Fust Announce New Album Big Ugly, Share U.S. Tour Dates
The North Carolina's third LP arrives March 7 via Dear Life Records. Listen to "Spangled" below.
Photo by Charlie Boss
Around this time last year, Fust unloaded all of their old demos via Songs of the Rail, the very good. 90-minute, 28-song release that combined all of Aaron Dowdy’s best and rawest sketches. Months before that, the Durham, North Carolina band released Genevieve, which we named the 53rd-best album of the 2020s so far. Today, Dowdy and his band (drummer Avery Sullivan, pianist Frank Meadows, guitarist John Wallace, multi-instrumentalist Justin Morris, fiddlist Libby Rodenbough and bassist Oliver Child-Lanning) have announced their third record, Big Ugly, which will arrive March 7 via Dear Life Records. They’ve also announced a string of spring tour dates in America.

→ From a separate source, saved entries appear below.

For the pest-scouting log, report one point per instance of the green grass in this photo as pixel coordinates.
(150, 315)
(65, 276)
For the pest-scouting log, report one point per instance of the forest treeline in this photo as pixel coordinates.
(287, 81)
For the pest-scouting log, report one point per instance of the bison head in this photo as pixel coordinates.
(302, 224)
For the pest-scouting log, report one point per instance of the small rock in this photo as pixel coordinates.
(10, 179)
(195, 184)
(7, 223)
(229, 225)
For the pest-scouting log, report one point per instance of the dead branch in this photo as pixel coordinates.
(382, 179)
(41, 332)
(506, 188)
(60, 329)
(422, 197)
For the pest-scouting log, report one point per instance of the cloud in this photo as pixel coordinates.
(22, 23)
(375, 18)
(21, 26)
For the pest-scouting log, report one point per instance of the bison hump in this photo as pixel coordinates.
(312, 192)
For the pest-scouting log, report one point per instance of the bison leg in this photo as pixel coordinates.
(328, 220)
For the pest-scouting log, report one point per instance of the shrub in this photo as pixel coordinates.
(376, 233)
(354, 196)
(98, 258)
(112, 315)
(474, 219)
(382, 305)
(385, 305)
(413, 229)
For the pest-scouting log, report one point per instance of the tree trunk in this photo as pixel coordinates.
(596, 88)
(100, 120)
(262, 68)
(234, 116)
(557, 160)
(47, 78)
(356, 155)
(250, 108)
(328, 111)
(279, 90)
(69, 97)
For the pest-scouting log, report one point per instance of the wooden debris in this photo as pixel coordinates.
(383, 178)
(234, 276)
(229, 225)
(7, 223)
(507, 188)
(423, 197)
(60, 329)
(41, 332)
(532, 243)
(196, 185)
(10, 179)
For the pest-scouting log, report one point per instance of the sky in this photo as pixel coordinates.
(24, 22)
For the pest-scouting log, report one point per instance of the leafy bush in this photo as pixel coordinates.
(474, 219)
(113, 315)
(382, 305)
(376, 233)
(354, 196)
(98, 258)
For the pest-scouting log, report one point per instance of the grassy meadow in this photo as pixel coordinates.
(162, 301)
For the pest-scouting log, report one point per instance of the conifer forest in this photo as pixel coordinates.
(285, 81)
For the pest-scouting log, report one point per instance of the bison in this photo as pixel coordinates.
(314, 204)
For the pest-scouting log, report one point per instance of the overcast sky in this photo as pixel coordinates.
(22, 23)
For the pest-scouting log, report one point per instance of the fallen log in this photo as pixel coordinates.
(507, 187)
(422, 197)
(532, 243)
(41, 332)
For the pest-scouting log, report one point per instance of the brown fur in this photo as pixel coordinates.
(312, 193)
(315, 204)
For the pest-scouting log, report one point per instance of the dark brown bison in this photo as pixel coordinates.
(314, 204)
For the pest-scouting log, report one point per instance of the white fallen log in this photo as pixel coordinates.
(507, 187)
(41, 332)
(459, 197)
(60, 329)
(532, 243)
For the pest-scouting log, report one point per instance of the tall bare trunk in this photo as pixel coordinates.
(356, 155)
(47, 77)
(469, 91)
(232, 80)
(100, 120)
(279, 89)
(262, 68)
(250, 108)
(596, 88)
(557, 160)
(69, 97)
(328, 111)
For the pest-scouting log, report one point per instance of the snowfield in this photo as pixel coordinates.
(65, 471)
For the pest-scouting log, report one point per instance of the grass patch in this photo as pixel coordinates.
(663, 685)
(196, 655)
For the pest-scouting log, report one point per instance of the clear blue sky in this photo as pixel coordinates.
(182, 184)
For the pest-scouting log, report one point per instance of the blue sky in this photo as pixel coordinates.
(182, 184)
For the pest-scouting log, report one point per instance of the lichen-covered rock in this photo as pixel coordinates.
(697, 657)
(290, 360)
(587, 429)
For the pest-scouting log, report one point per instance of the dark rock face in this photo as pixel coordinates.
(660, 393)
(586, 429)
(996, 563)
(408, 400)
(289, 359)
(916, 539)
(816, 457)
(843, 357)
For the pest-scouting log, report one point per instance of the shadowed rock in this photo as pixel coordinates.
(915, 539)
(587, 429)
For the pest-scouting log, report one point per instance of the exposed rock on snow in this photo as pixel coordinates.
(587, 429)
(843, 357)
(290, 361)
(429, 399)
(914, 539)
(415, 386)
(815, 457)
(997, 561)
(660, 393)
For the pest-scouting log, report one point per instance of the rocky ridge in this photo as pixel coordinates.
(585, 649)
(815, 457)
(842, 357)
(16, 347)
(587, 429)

Big Ugly was produced by the legendary Alex Farrar (Wednesday, MJ Lenderman, Squirrel Flower), and the album’s 11 tracks feature contributions from a host of talents, including Merce Lemon, the Deslondes’ John James Tourville and the War on Drugs‘ Dave Hartley. The songs are stories of the South, full of grit and glory and following in a Faulknerian tradition where Dowdy’s stories can linger in the blur between past and present. Big Ugly‘s first single, “Spangled, ” is a gritty country-rocker with woozy pedal steel riffs coiling through its core. Dowdy’s main character is traveling along a Virginian highway, surveying a desolate terrain and what ghosts wander nearby.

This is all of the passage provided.